Von einem Höhepunkt ebenfalls weit entfernt ist die Beziehung zwischen Christine Lagarde und Jean Claude Juncker, wie bei der gemeinsamen Pressekonferenz der beiden am Montag deutlich wurde: Juncker sagte, die Griechen werden bis 2022 Zeit erhalten, um ihre Schulden abzubauen. Lagarde verdrehte während der etwas konfusen Aussagen Junckers die Augen, schüttelte den Kopf und sagte später, dass es keinen Beschluss gebe, das Ziel nicht nach hinten zu verschieben (Video der PK hier, Juncker bei ca.
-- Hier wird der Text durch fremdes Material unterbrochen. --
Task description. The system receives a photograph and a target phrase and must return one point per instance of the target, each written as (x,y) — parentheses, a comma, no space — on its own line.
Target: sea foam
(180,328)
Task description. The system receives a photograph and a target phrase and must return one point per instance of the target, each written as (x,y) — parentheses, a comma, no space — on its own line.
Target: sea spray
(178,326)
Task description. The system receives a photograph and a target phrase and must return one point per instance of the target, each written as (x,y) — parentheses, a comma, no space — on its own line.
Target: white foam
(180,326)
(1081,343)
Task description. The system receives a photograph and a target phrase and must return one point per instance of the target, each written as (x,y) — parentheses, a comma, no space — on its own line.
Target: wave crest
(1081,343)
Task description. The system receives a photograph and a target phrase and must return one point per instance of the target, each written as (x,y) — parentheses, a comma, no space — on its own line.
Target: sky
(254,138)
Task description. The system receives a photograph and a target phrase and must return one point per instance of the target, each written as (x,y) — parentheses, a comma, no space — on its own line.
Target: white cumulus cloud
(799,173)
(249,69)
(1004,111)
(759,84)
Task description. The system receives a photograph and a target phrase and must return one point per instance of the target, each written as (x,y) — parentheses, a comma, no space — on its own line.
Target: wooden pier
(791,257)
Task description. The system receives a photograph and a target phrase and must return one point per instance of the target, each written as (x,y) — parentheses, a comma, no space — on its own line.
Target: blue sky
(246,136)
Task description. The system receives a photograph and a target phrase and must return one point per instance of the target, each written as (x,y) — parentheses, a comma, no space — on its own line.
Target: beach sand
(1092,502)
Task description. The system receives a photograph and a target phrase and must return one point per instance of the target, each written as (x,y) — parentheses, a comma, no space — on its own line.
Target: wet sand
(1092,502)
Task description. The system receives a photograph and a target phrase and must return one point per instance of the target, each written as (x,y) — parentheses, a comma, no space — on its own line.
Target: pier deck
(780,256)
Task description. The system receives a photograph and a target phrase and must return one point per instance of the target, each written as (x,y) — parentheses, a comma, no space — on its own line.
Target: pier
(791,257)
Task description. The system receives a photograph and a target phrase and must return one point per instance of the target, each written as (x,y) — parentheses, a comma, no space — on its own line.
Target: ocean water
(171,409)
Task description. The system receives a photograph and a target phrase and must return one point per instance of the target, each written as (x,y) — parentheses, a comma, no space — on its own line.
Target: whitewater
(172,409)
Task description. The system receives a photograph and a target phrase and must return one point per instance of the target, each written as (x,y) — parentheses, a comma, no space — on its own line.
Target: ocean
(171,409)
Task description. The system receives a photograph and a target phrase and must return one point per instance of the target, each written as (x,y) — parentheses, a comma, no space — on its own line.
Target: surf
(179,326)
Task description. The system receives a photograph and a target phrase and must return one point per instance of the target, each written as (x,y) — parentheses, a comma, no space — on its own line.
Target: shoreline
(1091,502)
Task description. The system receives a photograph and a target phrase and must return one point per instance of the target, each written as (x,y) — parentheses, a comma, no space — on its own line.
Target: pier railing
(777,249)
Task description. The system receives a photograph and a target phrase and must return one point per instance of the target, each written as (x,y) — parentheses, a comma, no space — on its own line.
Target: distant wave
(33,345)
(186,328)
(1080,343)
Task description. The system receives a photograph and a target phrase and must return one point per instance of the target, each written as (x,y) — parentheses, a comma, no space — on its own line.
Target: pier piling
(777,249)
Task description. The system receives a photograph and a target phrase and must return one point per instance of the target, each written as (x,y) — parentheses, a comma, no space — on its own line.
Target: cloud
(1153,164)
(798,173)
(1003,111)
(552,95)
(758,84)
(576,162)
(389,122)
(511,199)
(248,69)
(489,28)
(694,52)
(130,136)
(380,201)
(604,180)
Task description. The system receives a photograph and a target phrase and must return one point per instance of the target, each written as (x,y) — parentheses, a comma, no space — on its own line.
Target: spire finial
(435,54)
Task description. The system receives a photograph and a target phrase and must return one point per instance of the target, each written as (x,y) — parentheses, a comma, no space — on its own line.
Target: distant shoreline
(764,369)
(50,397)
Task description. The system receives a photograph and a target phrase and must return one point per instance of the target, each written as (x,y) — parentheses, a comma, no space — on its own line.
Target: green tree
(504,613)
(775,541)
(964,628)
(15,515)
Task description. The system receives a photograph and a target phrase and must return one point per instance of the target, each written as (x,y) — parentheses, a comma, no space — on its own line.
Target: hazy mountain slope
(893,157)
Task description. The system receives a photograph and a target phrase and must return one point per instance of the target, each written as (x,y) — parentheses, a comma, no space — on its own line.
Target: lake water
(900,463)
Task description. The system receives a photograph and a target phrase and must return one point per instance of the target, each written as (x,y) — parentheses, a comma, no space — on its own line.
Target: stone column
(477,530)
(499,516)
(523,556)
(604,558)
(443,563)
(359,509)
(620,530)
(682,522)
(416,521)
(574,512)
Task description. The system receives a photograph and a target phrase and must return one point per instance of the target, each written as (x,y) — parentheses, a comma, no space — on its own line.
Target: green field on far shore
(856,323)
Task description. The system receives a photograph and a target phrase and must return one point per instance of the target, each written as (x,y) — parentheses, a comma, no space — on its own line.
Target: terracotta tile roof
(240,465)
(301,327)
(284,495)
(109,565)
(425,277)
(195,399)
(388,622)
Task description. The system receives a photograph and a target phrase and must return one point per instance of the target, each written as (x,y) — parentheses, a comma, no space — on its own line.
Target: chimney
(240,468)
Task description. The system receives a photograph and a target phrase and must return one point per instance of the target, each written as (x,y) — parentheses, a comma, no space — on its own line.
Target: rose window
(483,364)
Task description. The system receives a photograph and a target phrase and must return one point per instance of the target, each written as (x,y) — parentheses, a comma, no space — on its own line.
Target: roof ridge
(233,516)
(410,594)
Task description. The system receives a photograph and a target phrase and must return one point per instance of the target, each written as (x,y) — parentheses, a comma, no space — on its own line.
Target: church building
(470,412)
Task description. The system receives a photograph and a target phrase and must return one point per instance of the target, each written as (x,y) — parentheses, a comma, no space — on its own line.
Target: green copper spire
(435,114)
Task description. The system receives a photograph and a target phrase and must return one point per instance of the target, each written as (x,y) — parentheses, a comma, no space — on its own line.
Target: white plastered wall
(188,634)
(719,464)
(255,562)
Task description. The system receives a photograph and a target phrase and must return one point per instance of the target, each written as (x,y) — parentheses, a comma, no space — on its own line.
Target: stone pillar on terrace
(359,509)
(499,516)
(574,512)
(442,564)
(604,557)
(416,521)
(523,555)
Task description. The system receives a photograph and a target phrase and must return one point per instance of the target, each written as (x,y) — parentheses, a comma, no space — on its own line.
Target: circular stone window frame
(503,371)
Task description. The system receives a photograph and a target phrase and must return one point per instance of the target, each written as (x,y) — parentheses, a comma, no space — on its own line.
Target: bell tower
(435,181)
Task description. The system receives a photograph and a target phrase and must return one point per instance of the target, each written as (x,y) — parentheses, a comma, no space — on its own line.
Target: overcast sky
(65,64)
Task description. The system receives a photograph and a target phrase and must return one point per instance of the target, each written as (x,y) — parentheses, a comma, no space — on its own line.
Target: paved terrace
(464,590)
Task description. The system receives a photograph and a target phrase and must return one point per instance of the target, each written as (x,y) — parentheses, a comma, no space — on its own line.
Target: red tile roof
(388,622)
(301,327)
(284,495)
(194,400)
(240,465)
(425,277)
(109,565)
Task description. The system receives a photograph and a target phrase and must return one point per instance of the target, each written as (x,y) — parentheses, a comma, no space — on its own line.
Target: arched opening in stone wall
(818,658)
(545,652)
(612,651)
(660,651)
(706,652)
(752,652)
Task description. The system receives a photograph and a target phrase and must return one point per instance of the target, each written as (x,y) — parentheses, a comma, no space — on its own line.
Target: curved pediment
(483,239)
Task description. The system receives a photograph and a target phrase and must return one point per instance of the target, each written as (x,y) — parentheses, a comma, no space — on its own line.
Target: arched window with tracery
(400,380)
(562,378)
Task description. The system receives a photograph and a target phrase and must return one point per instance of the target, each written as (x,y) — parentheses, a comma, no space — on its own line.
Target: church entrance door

Minute 24:00, Lagardes Körpersprache leider nicht im Bild). Theoretisch ist Griechenland am Donnerstag auch praktisch pleite (mehr hier). Dem dürfte aber dadurch abgeholfen werden, dass die EZB besagte Neuinterpretation der Werthaltigkeit von griechischen Sicherheiten vornehmen wird. EU-Währungskommissar Olli Rehn sagte jedenfalls, dass Griechenland auch diesmal nicht über jene fiskalische Klippe fallen werde, die durch die europäische Insolvenzverschleppung so regelmäßig unter die Füße der armen Hellenen geschoben wird, dass man die Uhr danach stellen könnte.